= Andreas Rumpf =

German classical archaeologist (1890-1966)

Andreas Rumpf (3 December 1890 - 22 June 1966) was a German classical archaeologist born in Potsdam. He was a specialist of ancient Greek and Roman art, in particular, vase painting and Greek wall painting. He was the son of painter Fritz Rumpf (1856–1927).

He studied classical archaeology at the University of Leipzig under Franz Studniczka (1860-1929), earning his doctorate with a dissertation on the murals in Veii, titled "Die Wandmalereien in Veji." In 1923 he received his habilitation at Leipzig with a thesis on Chalkidiki vases. From 1928 to 1960 he was a professor of classical archaeology at the University of Cologne.

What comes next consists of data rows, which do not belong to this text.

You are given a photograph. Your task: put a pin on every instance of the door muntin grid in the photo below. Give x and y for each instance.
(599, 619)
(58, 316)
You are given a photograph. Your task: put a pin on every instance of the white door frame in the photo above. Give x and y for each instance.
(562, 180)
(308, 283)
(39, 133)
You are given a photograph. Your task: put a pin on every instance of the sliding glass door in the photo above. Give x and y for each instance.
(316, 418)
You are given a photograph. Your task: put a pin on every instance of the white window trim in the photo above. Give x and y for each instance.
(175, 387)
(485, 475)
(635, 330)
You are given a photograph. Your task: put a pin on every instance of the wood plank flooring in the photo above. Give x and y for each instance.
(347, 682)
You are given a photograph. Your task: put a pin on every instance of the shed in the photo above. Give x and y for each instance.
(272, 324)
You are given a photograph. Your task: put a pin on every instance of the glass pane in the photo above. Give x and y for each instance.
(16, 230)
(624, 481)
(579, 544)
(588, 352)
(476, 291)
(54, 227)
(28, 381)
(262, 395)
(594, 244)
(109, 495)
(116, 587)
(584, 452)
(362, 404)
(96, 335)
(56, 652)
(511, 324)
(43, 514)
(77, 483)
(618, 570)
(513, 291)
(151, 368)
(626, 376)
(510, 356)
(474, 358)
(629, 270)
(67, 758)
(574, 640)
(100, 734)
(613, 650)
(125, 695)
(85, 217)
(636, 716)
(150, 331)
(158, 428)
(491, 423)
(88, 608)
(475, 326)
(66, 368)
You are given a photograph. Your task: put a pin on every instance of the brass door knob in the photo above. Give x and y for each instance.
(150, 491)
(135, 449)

He was editor of the "Griechische und römische Kunst" (1932, part of the Einleitung in der Altertumswissenschaft series).

== Selected publications ==
- Chalkidische Vasen (Chalkidiki vases) (Berlin 1927).
- Katalog der etruskischen Skulpturen (Catalog of Etruscan sculptures) (1928).
- Antike Sarkophagreliefs: die Meerwesen (1939).
- Malerei und Zeichnung der klassischen Antike (Paintings and drawings of classical antiquity), "Handbuch der Archäologie" IV 1 (Munich 1953).
- Archäologie. 1 Einleitung. Historischer Überblick (Archaeology, 1. Introduction, historical overview), two volumes (Berlin 1953).
- Archäologie. 2 Die Archäologensprache. Die antiken Reproduktionen (Archaeology, 2. The archaeologists' language, the antique reproductions) (Berlin 1956).
- Stilphasen der spätantiken Kunst (Köln 1957).